History Files





Panoramic View of the Command Bunker

by William Willems & Philippe Vercoutter

During the Cold War a top-secret military underground bunker was built into the Kemmelberg by the Belgian defence forces, between 1952 and 1956.

The operations room extends over levels -1 and -2. This was the beating heart of the command bunker. Each staff arm (whether land, air, or naval forces) had an insulated office on level -1 with a view of the ops room overlooking the map room on level -2.

This 360-degree panoramic photo was taken in the map room.

Photo © Philippe Vercoutter.

While originally intended as a command post for an international air defence system, the Kemmelberg bunker would never hold that function. By the time its construction was completed, the bunker was already technologically obsolete.

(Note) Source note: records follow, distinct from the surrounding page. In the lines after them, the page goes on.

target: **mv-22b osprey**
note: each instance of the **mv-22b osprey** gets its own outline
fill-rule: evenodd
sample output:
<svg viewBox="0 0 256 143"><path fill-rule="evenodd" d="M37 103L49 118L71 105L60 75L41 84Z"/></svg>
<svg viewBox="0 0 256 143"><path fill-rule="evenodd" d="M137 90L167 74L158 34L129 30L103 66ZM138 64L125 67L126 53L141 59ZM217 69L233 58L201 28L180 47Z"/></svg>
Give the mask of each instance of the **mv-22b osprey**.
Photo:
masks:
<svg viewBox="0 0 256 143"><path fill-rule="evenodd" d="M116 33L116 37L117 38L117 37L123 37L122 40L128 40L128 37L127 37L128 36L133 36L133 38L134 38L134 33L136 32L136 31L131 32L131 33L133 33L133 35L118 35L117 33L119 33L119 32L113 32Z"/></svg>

After the Iron Curtain came down in 1961, it was not until 1963 that the supreme command of the Belgian armed forces decided to set up the Kemmelberg bunker as a secret command centre in the event of war or conflict, or to use it for training purposes.

The Kemmelberg command bunker also served as the centre from which the logistical orders departed for Belgian troops at home and in the Federal Republic of Germany.

Level -1 is where the technical installations were also located, such as for the power supply, plus heating burners and an air ventilation system.

On level -2 the communications system was equipped both with an automatic exchange and a manual telephone exchange, a transmission centre with telex equipment, a radio service, and a military postal service.

The last secret underground exercise took place in 1995. The command bunker became a Cold War witness museum in 2009, and was finally opened to the public.